Native women are at increased risk for cervical cancer. Ratios are low for breast, ovarian, and especially uterine cancer. Among the Indian groups, it appears that Tlingit Indians are at greater risk than Athabascans for breast cancer.
For prostate cancer, ratios are significantly low (P [is less than] .01) in Eskimos, low in Aleuts, and 1.0 in Indians. As with breast cancer, Tlingit Indians are more likely to develop prostate cancer than Athabascans; this ethnic difference is significant at the 5 percent level.
Results of analysis of cases of urinary tract cancer are remarkable in that ratios for kidney cancer tends to be significantly high and bladder cancer low. Kidney cancer is more likely to occur in Athabascan than Tlingit Indians and in Yupik rather than Inupiat Eskimos. O:E ratios for leukemias and lymphomas are universally low except for lymphomas in Aleut men. All linguistic groups appear to develop leukemias and lymphomas. In contrast, ratios for multiple myelomas were significantly higher in Indian men, especially in the Tlingit.
We examined cancer incidence trends in Indians and Eskimos. An increase over time is seen in the incidence of all types of cancer in Eskimo women (fig. 1), although this did not quite achieve statistical significance (P = .059). The incidence of lung cancer has significantly increased in male and female Eskimos combined and in Eskimo women alone. Cervical cancer has increased in Eskimo and Indian women; the trend was significant in Indians (fig. 2). Breast cancer trends appear to differ in Eskimos and Indians. Prostate cancer appears to be increasing in both, although the trend was not significant in either Eskimos or Indians. Overall, none of the more frequently occurring cancers show a downward trend.

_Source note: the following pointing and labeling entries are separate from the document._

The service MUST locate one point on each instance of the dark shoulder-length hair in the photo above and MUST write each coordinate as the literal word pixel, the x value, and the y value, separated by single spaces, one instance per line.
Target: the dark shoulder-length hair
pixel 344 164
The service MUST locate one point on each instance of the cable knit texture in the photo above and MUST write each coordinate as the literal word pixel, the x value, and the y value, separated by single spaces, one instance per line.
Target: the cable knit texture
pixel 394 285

Results of the 15-year incidence study of Alaska Natives agree with the results of previous Alaskan surveys[1-3]. The site-specific cancer incidence rates in Alaska Natives differ markedly from those of U.S. whites. High rates are documented in more than one ethnic group for cancer of the nasopharynx, salivary gland, liver, gallbladder, and cervix. Low rates are found for cancer of the breast, uterus, bladder, melanoma, and oralpharyngeal cancer in men excluding nasopharynx and salivary gland.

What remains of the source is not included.